Total rekening terkait penipuan yang dilaporkan ke IASC sebanyak 219.168 di mana dari jumlah rekening tersebut 49.316 (22,5 persen) di antaranya telah dilakukan pemblokiran.
Adapun total kerugian dana yang dilaporkan oleh korban penipuan sebesar Rp2,6 triliun dengan dana yang telah berhasil diblokir sebesar Rp163,3 miliar (6,28 persen).
Satgas PASTI juga menemukan nomor whatsapp pihak penagih (debt collector) terkait pinjaman online ilegal yang dilaporkan telah melakukan ancaman, intimidasi maupun tindakan lain yang bertentangan dengan ketentuan.
Selain itu, Satgas PASTI memonitor laporan penipuan di IASC dan menemukan sebanyak 22.993 nomor telepon yang dilaporkan oleh korban penipuan.

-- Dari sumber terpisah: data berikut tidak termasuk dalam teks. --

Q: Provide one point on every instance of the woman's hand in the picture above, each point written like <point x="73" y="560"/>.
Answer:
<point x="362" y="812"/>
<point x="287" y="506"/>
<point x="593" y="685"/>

Menindaklanjuti hal tersebut, Satgas PASTI telah melakukan koordinasi dengan Kementerian Komunikasi dan Digital RI untuk pemblokiran nomor dimaksud.
“Upaya pemblokiran akan terus dilakukan oleh Satgas PASTI untuk menekan ekosistem dari aktivitas dan entitas keuangan ilegal yang masih meresahkan masyarakat,” jelas Hudiyanto.
Memperhatikan peningkatan dan tren laporan penipuan ke IASC, Satgas PASTI kembali mengimbau kepada masyarakat untuk meningkatkan kewaspadaan dan tidak lengah terhadap berbagai modus penipuan yang semakin marak terjadi, terutama yang terkait dengan penipuan digital (melalui media digital seperti whatsapp, instagram, telegram, tik-tok, SMS, email, dan website).
Penggunaan artificial intelligence (AI) untuk penipuan juga semakin meningkat, sehingga semakin meningkatkan risiko kerugian bagi masyarakat.
Dari pengamatan yang dilakukan IASC, ditemukan fakta bahwa hilangnya dana korban penipuan relatif sangat cepat, sehingga kecepatan penyampaian laporan korban ke IASC sangat diharapkan.